Nairn was born in Morristown, New Jersey to a Puerto Rican mother. In high school, he got a job with consumer activist Ralph Nader, working for him for six years. His book The Reign of ETS: the Corporation That Makes up Minds, an investigation of the SAT I exam and its creators, the Educational Testing Service, was printed as part of the Ralph Nader report in 1980.

In 1980, Nairn visited Guatemala in the middle of a campaign of assassination against student leaders amidst a chaotic counterinsurgency campaign against Marxist guerrillas active in both urban and rural areas. He interviewed U.S. corporate executives there, who endorsed the death squads, and he decided to further investigate death squad activities in that country and in El Salvador, also in the throes of civil war. Subsequently, Nairn became interested in East Timor and helped found the East Timor Action Network (ETAN), which was instrumental in bringing the independence movement in East Timor to international attention.

On November 12, 1991, covering developments in East Timor, Nairn and fellow journalist Amy Goodman were badly beaten by Indonesian soldiers after they witnessed a mass killing of Timorese demonstrators in what became known as the Santa Cruz Massacre. He was beaten with the butts of M16 rifles and had his skull fractured in the melee.[2][3] Nairn was declared a "threat to national security" and banned from East Timor, but he re-entered several times illegally, and his subsequent reports helped convince the U.S. Congress to cut off military aid to Jakarta in 1993. In a dispatch from East Timor on March 30, 1998, Nairn disclosed the continuing U.S. military training of Indonesian troops implicated in the torture and killing of civilians. In 1999, Nairn was detained briefly by the Indonesian Army in East Timor, where he had chosen to remain after most other media had evacuated following East Timor's independence referendum.

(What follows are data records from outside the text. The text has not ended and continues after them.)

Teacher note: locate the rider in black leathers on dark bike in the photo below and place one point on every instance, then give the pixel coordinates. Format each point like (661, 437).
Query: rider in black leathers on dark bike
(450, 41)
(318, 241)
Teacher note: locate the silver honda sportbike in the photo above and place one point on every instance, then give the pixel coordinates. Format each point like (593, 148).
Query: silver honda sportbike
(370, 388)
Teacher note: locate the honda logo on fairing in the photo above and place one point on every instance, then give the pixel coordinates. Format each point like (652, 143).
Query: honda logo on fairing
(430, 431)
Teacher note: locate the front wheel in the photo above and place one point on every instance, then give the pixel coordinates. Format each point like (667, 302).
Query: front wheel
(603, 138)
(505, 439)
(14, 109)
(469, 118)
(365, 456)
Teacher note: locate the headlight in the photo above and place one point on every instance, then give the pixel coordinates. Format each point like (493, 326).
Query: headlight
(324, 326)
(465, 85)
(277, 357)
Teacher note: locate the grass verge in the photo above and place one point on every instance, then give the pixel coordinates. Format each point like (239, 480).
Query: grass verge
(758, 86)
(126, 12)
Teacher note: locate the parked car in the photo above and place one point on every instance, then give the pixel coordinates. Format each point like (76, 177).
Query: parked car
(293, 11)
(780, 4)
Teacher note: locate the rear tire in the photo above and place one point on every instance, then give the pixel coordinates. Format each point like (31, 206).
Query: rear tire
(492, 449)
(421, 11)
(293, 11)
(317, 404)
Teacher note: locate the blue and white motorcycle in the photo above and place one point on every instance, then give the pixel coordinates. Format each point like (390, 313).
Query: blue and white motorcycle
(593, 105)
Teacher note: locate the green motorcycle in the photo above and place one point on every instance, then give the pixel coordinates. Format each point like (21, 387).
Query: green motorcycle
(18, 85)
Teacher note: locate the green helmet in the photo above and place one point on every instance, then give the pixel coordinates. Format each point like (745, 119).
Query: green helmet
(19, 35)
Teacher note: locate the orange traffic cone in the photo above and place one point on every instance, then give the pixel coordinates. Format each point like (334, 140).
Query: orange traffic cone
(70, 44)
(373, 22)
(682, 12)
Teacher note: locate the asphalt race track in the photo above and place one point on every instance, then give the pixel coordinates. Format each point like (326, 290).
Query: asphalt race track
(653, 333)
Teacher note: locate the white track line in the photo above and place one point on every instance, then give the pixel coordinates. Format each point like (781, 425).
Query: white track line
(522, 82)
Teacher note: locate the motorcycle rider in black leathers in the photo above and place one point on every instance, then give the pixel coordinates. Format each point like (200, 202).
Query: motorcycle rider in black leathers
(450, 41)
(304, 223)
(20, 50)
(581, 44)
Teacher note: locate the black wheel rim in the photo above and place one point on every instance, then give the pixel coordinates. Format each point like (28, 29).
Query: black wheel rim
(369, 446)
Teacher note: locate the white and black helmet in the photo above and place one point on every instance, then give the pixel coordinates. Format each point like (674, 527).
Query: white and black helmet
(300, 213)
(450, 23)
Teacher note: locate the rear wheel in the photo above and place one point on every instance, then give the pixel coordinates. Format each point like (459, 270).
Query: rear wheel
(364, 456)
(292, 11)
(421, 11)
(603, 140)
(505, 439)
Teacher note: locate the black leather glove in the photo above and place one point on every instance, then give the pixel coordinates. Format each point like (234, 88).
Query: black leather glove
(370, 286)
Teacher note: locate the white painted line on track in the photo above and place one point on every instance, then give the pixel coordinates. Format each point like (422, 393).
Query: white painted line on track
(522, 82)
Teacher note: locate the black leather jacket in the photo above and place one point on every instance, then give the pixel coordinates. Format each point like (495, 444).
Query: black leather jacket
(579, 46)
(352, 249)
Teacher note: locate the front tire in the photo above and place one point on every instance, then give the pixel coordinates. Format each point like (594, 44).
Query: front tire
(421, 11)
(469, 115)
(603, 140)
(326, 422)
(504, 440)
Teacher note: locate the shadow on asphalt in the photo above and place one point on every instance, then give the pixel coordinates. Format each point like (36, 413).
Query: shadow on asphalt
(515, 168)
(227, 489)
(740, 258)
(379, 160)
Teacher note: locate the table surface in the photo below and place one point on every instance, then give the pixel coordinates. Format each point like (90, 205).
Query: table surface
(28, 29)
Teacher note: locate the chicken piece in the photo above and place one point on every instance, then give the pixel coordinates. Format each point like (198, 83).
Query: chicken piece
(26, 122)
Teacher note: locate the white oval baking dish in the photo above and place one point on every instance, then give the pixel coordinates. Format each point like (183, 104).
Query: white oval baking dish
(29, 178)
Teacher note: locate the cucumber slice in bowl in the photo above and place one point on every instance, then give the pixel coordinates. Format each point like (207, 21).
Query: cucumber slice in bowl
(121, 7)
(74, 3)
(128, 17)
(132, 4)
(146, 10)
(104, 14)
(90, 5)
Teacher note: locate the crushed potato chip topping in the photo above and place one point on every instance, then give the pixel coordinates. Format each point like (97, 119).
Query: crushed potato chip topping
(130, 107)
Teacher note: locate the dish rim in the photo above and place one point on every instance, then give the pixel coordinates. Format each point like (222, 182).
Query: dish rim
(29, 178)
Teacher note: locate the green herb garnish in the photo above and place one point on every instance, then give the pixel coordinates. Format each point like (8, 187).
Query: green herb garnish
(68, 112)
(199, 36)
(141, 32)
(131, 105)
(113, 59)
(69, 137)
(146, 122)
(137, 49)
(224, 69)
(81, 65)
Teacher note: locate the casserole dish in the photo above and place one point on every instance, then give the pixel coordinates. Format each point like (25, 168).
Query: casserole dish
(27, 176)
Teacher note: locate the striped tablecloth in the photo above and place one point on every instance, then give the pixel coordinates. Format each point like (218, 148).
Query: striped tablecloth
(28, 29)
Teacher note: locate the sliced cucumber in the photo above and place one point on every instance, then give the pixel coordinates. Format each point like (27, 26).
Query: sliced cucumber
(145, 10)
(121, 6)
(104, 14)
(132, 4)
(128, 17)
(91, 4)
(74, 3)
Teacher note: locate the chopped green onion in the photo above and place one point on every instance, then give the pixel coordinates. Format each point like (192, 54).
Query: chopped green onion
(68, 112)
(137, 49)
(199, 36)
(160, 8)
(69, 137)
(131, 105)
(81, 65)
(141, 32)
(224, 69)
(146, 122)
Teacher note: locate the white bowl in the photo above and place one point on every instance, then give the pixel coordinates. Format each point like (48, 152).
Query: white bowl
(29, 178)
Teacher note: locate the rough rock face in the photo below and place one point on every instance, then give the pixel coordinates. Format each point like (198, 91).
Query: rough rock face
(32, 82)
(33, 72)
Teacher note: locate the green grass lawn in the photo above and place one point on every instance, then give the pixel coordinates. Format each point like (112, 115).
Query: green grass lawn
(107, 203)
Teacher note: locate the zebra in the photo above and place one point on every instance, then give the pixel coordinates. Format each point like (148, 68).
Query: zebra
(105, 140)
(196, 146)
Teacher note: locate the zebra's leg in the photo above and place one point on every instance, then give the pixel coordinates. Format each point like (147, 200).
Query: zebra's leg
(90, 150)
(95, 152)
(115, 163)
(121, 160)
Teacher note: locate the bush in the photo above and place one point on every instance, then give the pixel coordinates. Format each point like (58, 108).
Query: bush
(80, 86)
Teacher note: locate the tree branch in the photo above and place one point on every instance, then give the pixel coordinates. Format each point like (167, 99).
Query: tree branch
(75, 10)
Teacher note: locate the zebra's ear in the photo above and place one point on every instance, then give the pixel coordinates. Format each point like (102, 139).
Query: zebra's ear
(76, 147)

In an article published in The Nation in 1994, Nairn revealed the U.S. government's role in establishing and funding the Haitian paramilitary, Front for the Advancement and Progress of Haiti (FRAPH) which was involved in human rights abuses.

On March 24, 2010 it was revealed that Nairn could be facing possible detention and criminal charges in Indonesia for revealing Indonesian Military assassinations of civilian activists. An Indonesian Military spokesperson told the Jakarta Globe that the military is considering legal actions against Nairn's publication.[4]

In June 2013, Nairn and numerous other celebrities appeared in a video showing support for Bradley Manning.[5][6]


In 1993, Nairn and Amy Goodman received the Robert F. Kennedy Memorial First Prize for International Radio award for their reporting on East Timor.[7] In 1994, Nairn won the George Polk Award for Journalism for Magazine Reporting.[8] Also in 1994, Nairn received the James Aronson Award for Social Justice Journalism for his writing on Haiti for The Nation magazine.[9]


"The United States has no monopoly on the abuse of power. But since I am an American this is where I have some influence and responsibility."[10]